A formação de leitores para a literatura pela escola tem produzido resultados esquizofrênicos. Alguns poucos alunos se dizem leitores por causa de seus professores. A maioria foge entediada da leitura obrigatória, dos livros considerados clássicos ou de qualquer texto que exija um razoável espaço de tempo e concentração, uma reflexão de profundidade mínima, um trabalho de compreensão mais apurado. Essa realidade é flagrada nos índices nacionais e internacionais a respeito da leitura de qualidade, é flagrada na absurda ausência de usuários de bibliotecas e frequentadores de livrarias.  Talvez seja arcaísmo pensar bibliotecas e livrarias físicas. Pensemos, então, em celulares, tablets e e-readers. Basta averiguar o que fazem os aficionados de produtos de alta tecnologia que, alheios ao entorno, se dedicam a teclar e alisar telas o tempo todo. Quantos deles estão lendo algum livro digital?

Para consertar esse mundo quase sem literatura, pensam alguns que basta aplicar aos textos a mesma idiotia pedagógica da facilitação, uma metodologia de facilitação.  Pois é preciso ler os clássicos – porque sempre são eles os bodes expiatórios de programas e professores que, para formar leitores, servem-se da papa fina da literatura, usando-a como angu. Então, para que a pretensa e, segundo eles, a intransponível dificuldade de leitura seja amenizada, não se furtam a resumir, adaptar, extrair palavras, sinonimizar pobremente os textos literários de qualidade. Há tempos a escola vem operando essa mutilação. Agora, a intenção, a metodologia e os recursos ganham notoriedade na imprensa com o aval do governo federal.

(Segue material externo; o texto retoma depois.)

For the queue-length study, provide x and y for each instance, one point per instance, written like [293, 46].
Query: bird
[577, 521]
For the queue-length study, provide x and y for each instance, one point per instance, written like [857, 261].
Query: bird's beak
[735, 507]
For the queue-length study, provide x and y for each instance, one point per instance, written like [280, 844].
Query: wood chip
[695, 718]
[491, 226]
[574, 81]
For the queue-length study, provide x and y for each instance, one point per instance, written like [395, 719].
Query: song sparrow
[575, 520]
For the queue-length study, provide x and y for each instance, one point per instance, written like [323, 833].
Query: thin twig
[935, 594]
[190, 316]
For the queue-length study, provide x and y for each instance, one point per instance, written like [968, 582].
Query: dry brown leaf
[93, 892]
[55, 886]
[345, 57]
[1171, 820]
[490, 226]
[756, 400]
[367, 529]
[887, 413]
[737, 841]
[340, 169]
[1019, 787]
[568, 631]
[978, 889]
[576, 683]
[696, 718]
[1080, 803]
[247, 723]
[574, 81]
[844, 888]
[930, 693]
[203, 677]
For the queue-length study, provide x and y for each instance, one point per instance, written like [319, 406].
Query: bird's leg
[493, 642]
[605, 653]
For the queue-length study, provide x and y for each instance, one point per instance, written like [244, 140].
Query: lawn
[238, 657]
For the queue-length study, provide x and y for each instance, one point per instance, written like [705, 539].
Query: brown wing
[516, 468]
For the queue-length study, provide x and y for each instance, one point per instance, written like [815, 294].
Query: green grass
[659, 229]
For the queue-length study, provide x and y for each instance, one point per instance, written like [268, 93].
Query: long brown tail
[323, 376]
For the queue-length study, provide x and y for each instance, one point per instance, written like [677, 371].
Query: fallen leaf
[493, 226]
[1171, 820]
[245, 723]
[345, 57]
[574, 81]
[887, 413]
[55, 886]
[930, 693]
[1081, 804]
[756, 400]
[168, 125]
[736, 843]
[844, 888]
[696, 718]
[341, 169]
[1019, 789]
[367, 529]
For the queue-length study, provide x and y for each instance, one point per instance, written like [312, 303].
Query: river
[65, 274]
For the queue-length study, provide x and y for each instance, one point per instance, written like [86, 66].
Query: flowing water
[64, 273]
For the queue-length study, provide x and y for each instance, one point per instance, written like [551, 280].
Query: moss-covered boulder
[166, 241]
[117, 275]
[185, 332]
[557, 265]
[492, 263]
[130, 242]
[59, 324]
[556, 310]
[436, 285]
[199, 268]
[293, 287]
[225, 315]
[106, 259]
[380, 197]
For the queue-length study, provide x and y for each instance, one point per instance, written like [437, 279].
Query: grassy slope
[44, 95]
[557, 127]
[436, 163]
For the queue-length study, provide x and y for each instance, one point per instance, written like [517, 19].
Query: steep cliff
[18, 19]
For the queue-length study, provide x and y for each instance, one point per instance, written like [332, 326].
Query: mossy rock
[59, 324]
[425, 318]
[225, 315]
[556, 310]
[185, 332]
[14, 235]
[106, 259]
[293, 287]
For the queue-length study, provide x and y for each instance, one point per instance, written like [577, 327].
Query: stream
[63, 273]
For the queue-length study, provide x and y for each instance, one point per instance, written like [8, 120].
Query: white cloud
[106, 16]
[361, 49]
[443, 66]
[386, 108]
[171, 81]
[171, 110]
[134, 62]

Relato uma experiência do início dos anos 90 do século passado.  Em União da Vitória, cidade do interior do Paraná, uma professora, orientada por Sandra Konell, na época mestranda da Universidade Federal do Paraná, trabalhou com alunos de NOVE anos textos de Kafka (“A ponte”) e de Guimarães Rosa (“A menina de lá”) entre outros da literatura infantil e adulta. O resultado foi do choque e catatonia iniciais ao deslumbramento e aprendizagem finais. Onde esteve a varinha de condão desse sucesso? No trabalho professoral de mediação qualificada, na crença de que os alunos mesmo muito jovens não são estúpidos e incapazes, e, não menos importante, na certeza de que a literatura de qualidade (mesmo que não seja Machado de Assis, vítima contumaz de citações sem leitura) pode abrir horizontes de compreensão do mundo.

Uma perguntinha me atormenta: o cáustico, desvendador e elegante humor machadiano precisará ser transformado em deboche, em stand-up comedy, em cômico de séries televisivas para ser melhor compreendido?